When you install Tcat Server on any Linux, you automatically get Tcat's init script. It implements start, stop, restart, status, and boot-time starts. Like the Debian and Ubuntu Tomcat 6 init script, it calls catalina.sh instead of replacing it, preserving all of the stock Tomcat runtime features users expect. This init script, however, is not specific to any Linux distribution.. it is multi-distro. It is thoroughly tested on RHEL, Ubuntu, CentOS, OpenSUSE, and Fedora — the same init script runs happily on all of these Linux distributions, including recent versions and versions as old as RHEL 4.x (many years old now). As such, Tcat's init script can be copied to a completely different Linux distribution and will run there without incident. This comes in handy if/when your company decides to switch to a different Linux distribution, or decides to run more than one Linux distribution.

Here are a few of the features that Tcat Server's init script implements:

  • Fully reliable restarts, and graceful shutdowns, similar to the Debian and Ubuntu init script — this protects against data corruption and makes scripting restarts deterministic and reliable.
  • Installing and running the init script as a non-root user. For production scenarios where the Tomcat administrator is not granted root priviliges on the server, all of the features of the init script are still supported and working.
  • Installing multiple copies of Tcat in the same operating system installation, and operating them each independently.

The Tcat init script does not rely on process ID files on the filesystem being present nor having the process ID of the Tomcat being commanded. Instead, Tcat's init script marks each Linux JVM's process with a marker that is uniquely identified, and thus the correct JVM process is always found and handled. Any other JVM processes running in the system are left safely untouched.

For maximum compatibility with the Tomcat you want to use, Tcat's init script fully supports the stable releases of Tomcat 6 and Tomcat 5.5 with all of the above features, plus Tcat's init script fully supports the new Tomcat 7 betas that are available (as of this writing).

Tcat Server REST API Group Restarts

Because Tcat's restarts are reliable, Tcat's console also offers a REST API that you can use to trigger restarts. That includes both individual servers and groups of servers.
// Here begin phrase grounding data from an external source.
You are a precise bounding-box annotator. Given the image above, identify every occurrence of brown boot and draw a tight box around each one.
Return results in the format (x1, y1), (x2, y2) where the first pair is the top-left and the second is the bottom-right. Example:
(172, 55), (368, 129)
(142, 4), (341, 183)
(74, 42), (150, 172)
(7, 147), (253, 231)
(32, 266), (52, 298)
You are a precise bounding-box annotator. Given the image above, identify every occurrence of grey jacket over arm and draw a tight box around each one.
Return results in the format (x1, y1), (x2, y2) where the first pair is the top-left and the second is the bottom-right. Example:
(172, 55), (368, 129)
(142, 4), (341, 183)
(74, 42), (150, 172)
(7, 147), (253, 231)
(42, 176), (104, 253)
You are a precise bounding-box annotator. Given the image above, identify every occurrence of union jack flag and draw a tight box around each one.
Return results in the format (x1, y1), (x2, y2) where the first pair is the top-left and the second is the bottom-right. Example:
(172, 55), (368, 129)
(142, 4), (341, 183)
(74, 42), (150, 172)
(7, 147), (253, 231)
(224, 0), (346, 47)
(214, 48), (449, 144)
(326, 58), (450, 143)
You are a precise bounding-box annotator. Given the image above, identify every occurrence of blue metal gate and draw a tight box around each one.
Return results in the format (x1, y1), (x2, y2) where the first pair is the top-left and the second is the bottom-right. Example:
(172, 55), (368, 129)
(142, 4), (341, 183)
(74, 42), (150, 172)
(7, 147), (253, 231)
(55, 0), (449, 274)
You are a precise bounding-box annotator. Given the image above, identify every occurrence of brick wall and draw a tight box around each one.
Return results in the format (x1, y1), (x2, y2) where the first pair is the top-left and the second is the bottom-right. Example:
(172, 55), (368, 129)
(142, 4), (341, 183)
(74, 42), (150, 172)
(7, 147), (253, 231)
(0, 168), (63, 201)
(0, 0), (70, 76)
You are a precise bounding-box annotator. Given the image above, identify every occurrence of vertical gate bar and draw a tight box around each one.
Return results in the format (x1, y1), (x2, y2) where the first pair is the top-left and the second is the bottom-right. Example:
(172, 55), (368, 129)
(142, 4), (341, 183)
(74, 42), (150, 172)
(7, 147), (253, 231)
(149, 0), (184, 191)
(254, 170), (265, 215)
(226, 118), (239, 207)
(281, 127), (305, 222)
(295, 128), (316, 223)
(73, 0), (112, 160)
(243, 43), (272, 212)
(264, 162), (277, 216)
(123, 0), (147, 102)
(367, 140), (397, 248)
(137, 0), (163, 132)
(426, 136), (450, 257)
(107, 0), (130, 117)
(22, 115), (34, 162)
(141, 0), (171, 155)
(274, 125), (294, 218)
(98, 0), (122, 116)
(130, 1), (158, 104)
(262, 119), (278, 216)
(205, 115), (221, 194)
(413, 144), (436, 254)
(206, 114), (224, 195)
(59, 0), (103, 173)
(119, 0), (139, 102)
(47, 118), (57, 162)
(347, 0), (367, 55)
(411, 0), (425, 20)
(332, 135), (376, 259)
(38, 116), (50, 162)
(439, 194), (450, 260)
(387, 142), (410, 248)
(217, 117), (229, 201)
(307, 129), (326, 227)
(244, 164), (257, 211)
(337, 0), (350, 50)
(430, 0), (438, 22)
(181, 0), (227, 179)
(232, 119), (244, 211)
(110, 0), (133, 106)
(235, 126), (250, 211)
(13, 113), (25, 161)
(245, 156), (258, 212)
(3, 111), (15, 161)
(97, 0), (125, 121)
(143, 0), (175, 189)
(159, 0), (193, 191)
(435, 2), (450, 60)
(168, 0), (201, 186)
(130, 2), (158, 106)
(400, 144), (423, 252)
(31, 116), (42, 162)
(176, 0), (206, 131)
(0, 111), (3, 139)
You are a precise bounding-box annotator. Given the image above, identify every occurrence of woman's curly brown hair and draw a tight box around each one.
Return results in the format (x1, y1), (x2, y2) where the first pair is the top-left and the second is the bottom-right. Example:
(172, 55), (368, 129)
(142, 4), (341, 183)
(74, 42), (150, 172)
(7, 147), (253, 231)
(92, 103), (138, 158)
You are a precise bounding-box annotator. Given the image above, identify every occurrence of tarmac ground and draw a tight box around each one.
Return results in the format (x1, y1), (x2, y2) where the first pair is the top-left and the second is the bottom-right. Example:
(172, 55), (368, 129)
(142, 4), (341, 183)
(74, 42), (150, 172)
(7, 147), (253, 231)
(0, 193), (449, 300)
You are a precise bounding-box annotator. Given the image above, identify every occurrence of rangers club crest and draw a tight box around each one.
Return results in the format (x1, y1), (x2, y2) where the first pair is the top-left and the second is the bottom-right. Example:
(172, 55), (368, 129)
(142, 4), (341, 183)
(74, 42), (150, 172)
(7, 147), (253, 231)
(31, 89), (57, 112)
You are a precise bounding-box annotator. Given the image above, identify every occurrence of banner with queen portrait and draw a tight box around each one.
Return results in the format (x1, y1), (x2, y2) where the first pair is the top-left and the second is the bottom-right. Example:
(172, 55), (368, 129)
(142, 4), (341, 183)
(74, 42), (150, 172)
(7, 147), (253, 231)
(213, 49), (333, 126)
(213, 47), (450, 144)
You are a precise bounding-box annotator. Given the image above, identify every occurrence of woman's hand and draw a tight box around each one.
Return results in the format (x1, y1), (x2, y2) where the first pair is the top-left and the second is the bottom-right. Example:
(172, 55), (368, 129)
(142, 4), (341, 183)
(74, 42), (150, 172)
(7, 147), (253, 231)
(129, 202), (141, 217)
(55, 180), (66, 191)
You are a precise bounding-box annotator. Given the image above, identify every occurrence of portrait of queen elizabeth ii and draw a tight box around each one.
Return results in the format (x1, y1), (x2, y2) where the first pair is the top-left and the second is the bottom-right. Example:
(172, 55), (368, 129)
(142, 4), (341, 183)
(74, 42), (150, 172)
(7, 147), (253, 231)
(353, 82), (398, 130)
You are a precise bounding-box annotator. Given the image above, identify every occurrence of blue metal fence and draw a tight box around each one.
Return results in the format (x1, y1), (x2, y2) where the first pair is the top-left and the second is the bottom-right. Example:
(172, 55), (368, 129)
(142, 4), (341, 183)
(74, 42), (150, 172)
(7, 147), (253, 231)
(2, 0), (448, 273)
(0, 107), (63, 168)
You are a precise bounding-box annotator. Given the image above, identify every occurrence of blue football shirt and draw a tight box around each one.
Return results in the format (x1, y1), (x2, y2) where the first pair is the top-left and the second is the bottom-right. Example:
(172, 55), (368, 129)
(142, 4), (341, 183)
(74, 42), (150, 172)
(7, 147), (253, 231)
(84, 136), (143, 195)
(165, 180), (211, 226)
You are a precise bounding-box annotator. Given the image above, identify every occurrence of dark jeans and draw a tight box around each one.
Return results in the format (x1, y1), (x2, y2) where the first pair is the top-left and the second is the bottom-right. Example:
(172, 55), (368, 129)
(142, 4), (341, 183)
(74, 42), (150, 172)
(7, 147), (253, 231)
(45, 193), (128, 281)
For example, if you're writing a shell script that needs to restart one or more servers, you can simply add this to your script:

curl --basic -u admin:admin --data-binary 'http://localhost:8080/console/

api

/servers/local$76d926b3-2282-4025-b5a7-443ea1c4fc7b/restart'

.. where your Tcat console username is ‘admin', and your password is ‘admin' (this is just an example.. make sure to use a different password in real life!) and where ‘local$76d926b3-2282-4025-b5a7-443ea1c4fc7b' is the server identifier that you can get by listing your servers like this:

$ curl --basic -u admin:admin http://localhost:8080/console/

api

/servers

Or, of course, you can trigger a restart of a server by invoking Tcat's init script on the same machine, such as:

$ sudo /etc/init.d/tcat6 restart

Either way, you can be confident that when you invoke a Tcat restart, your server will be gracefully shut down, and started back up again!